Los cuarenta días de la Cuaresma son una cuarentena y sabemos de qué se trata. El retorno del año litúrgico nos enseña que al final hay un arresto y una sentencia de muerte, y al final final, la resurrección. Todo un programa, para toda la vida, la individual de cada uno de nosotros, la de la humanidad. El historiador italiano, Aldo Schiavone, nos dio hace poco un Ponzio Pilato, apasionante biografía del prefecto de Judea que condenó a Jesús. Ese gran personaje del imaginario occidental está presente en grandes novelas, como El Maestro y Margarita de Bulgakov, Judas de Amos Oz, o La facultad de las cosas inútiles de Yuri Dombrovski.

La tesis de Schiavone es que el hombre que se lava las manos, símbolo del cobarde que huye de sus responsabilidades, no es tal. Cuando, en las primeras horas de la mañana, le presentan a Jesús –el encuentro entre César y Dios–, Pilato intenta varias veces soltarlo, hasta que adivina el sentido de la resignación obstinada del preso.
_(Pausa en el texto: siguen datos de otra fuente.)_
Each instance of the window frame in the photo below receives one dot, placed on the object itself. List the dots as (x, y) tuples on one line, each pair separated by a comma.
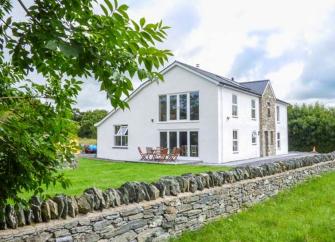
[(123, 136), (178, 140), (235, 140), (253, 109), (278, 141), (254, 142), (278, 113), (178, 107), (234, 105)]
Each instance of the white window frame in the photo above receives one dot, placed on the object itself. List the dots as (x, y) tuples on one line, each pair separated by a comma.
[(234, 105), (178, 143), (278, 141), (188, 107), (235, 140), (278, 114), (121, 133), (254, 138), (253, 109)]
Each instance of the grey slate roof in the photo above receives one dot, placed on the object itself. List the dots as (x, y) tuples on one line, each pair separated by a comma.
[(256, 86), (220, 79)]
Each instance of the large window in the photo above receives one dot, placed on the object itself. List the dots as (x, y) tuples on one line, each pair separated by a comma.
[(278, 141), (194, 106), (121, 135), (234, 110), (187, 141), (235, 141), (184, 106), (253, 109), (162, 107), (173, 107), (278, 114), (254, 138)]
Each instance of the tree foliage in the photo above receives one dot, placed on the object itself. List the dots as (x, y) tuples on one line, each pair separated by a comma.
[(63, 42), (86, 121), (311, 125)]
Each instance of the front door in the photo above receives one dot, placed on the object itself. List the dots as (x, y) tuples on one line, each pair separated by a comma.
[(266, 137)]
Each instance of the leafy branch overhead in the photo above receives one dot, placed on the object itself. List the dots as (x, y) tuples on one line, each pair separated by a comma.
[(44, 60)]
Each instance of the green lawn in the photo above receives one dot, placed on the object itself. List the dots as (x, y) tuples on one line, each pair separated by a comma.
[(105, 174), (305, 213)]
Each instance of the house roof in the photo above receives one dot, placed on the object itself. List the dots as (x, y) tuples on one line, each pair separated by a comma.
[(255, 87), (220, 79)]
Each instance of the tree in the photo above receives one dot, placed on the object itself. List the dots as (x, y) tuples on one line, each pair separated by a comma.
[(311, 125), (86, 121), (64, 42)]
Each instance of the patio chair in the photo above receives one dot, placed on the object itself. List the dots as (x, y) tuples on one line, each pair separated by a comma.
[(174, 155), (144, 156), (150, 153), (162, 155)]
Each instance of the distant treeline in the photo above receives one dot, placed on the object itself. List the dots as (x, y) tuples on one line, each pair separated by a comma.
[(86, 121), (311, 125)]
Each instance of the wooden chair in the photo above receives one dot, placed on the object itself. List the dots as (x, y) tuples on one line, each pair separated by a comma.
[(163, 154), (174, 155), (150, 153), (144, 156)]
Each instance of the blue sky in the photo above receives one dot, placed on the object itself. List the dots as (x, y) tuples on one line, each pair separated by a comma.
[(292, 43)]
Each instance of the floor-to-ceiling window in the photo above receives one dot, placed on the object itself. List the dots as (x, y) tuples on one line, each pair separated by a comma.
[(187, 141)]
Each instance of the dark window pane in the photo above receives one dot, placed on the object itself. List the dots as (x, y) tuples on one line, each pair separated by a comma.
[(183, 143), (194, 105), (183, 106), (162, 108), (173, 140), (117, 140), (173, 107), (194, 150), (163, 139)]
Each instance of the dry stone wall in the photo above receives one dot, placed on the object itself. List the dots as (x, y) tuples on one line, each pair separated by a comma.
[(154, 212)]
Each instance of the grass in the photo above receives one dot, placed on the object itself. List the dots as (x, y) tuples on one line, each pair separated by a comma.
[(106, 174), (304, 213)]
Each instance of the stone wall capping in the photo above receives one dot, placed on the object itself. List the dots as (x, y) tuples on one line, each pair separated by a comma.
[(165, 208)]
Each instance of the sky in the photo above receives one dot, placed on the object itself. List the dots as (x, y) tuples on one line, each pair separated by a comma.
[(290, 42)]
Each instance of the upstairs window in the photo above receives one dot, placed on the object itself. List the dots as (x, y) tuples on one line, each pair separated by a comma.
[(254, 138), (278, 114), (173, 107), (184, 106), (269, 109), (235, 141), (253, 109), (162, 107), (121, 135), (234, 111), (278, 141), (194, 106)]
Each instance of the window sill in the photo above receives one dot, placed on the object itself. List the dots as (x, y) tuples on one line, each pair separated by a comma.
[(120, 147), (177, 121)]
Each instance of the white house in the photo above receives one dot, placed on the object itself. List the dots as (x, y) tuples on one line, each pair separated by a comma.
[(211, 118)]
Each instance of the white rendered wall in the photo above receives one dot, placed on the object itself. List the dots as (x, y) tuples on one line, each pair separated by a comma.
[(282, 128), (142, 118), (243, 123)]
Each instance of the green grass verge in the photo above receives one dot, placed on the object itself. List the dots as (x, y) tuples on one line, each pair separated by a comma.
[(106, 174), (304, 213)]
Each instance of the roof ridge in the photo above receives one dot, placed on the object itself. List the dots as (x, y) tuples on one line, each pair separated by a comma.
[(266, 80)]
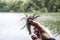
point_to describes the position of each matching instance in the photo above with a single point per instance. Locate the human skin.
(44, 31)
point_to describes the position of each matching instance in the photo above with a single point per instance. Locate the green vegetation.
(30, 6)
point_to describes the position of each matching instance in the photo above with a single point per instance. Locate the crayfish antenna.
(26, 15)
(23, 18)
(23, 27)
(36, 16)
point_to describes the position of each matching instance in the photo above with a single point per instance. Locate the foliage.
(30, 6)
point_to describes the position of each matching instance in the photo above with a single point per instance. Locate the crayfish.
(34, 16)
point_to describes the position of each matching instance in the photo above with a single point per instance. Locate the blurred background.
(29, 5)
(11, 11)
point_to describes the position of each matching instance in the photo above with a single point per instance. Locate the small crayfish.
(27, 21)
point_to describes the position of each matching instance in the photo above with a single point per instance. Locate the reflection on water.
(10, 25)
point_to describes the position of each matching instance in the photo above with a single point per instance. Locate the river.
(10, 25)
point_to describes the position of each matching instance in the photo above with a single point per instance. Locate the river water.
(10, 25)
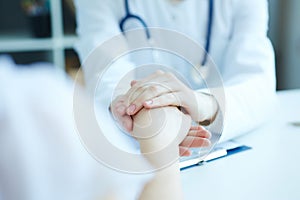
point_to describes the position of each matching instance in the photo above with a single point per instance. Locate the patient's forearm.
(155, 130)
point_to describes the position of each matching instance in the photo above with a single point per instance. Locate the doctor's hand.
(162, 89)
(197, 136)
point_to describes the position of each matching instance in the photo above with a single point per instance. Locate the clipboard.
(199, 155)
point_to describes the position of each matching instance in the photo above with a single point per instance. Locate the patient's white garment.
(41, 156)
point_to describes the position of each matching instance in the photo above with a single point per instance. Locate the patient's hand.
(196, 137)
(159, 132)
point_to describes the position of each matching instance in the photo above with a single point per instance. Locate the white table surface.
(269, 171)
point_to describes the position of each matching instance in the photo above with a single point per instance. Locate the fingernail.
(131, 109)
(121, 109)
(149, 102)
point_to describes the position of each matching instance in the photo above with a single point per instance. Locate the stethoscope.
(128, 16)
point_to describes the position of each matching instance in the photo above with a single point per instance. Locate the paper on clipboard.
(199, 155)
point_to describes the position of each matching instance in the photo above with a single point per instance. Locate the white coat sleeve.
(248, 70)
(98, 22)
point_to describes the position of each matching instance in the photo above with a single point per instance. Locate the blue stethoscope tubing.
(130, 15)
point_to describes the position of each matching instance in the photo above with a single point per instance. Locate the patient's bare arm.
(159, 132)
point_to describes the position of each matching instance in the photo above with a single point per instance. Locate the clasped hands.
(162, 89)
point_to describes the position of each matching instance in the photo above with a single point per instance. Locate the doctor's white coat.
(239, 46)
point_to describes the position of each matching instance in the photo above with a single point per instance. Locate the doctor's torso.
(189, 17)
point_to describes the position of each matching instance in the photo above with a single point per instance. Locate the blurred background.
(34, 31)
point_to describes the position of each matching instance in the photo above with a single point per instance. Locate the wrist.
(205, 109)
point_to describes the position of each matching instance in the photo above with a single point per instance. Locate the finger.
(133, 83)
(149, 92)
(127, 123)
(169, 99)
(184, 151)
(191, 142)
(200, 133)
(197, 128)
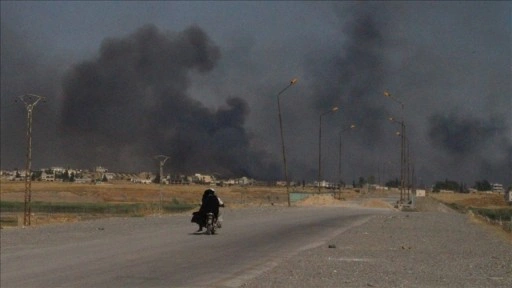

El prefecto entiende la meta de Jesús, el sacrificio redentor, y “acoge esta inexplicable voluntad que está delante de él”. Toma su decisión con plena conciencia. En las leyendas populares que nacieron de manera muy temprana, tanto el centurión Longino, el de la lanza en el costado de Jesús, como Poncio Pilato se vuelven cristianos.

Si Pilato hubiera liberado a Jesús, Cristo no habría existido, no habría sucedido nada. La historia habría seguido su curso, dice Schiavone. Su muerte era necesaria, pero una muerte consciente y libre, la del Hijo del Hombre. Poncio Pilato cumplió su papel en el misterioso plan divino. Parece haber sido un tirano: “Soborno, violencia, ejecuciones sumarias, infinitas y horrorosas crueldades”, escribió de Pilato el rey Agripa I en una carta al emperador Tiberio. Jesús, un día, lo había mencionado a sus discípulos, a propósito de los galileos, cuya sangre Pilato había mezclado con la de sus sacrificios. Pero, aun así, no quería ajusticiar a Cristo. ¿Por qué? Aquí empieza la confusión que Schiavone quiere disipar. Los escritores cristianos lo complicaron terriblemente todo.

Uno puede especular de otra manera que Schiavone. A los judíos no les gustaba Pilato, escribían a Roma quejándose y finalmente obtuvieron lo que querían. Pilato fue destituido, años después de aquella mañana del viernes que se llamaría Viernes Santo. Algunos dicen que fue obligado a suicidarse en tiempo de Calígula, otros dicen que Nerón lo mandó ejecutar, otros que, exiliado, se ahogó en el lago de Lucerna. En los Alpes, sé de un cerro que se llama el Monte Pilato. El caso es que uno puede pensar que no quería ajusticiar a nadie para complacer a sus enemigos judíos. O bien, que Pilato, como buen político, tenía una razón de Estado: este Jesús, predicador errante, no era un agitador revolucionario: el hombre debe transformarse desde dentro y luego todo vendrá por sí solo. Y criticaba a la autoridad de los fariseos y del Sanedrín, autoridad peligrosa para el Imperio romano.

Pienso yo que el romano, hombre duro y despiadado, fue impresionado por lo que sus informantes le reportaron: “Amad a vuestros enemigos, bendecid a los que os maldicen, haced bien a los que os odian y orad por los que os ultrajen y persiguen”. ¿Invita a rezar por mí, el invasor, a amarme? Sintió que Jesús, que Cristo –ya puedo decir Cristo– era una fuerza. Dostoievski dijo que la mansedumbre es una fuerza terrible. Un Dostoievski bien confundido en su deseo de ser verdaderamente cristiano, atormentado entre dos personajes simbólicos, el desastroso príncipe Mishkin y el Gran Inquisidor. Yuri Dombrovski tiene razón cuando dice que Pilato era mucho más realista que Dostoievski y su inquisidor. “Entendía a Cristo tal como era y ese Cristo le iba muy bien”. Encuentro fabuloso entre el historiador italiano y el escritor ruso.

Después: la resurrección en la primavera de Jerusalén. Pasan los siglos y los milenios con sus variaciones históricas; “sólo el año litúrgico de la Iglesia teje la gloria santa de la eternidad” (Franz Rosenzweig, La Estrella de la redención).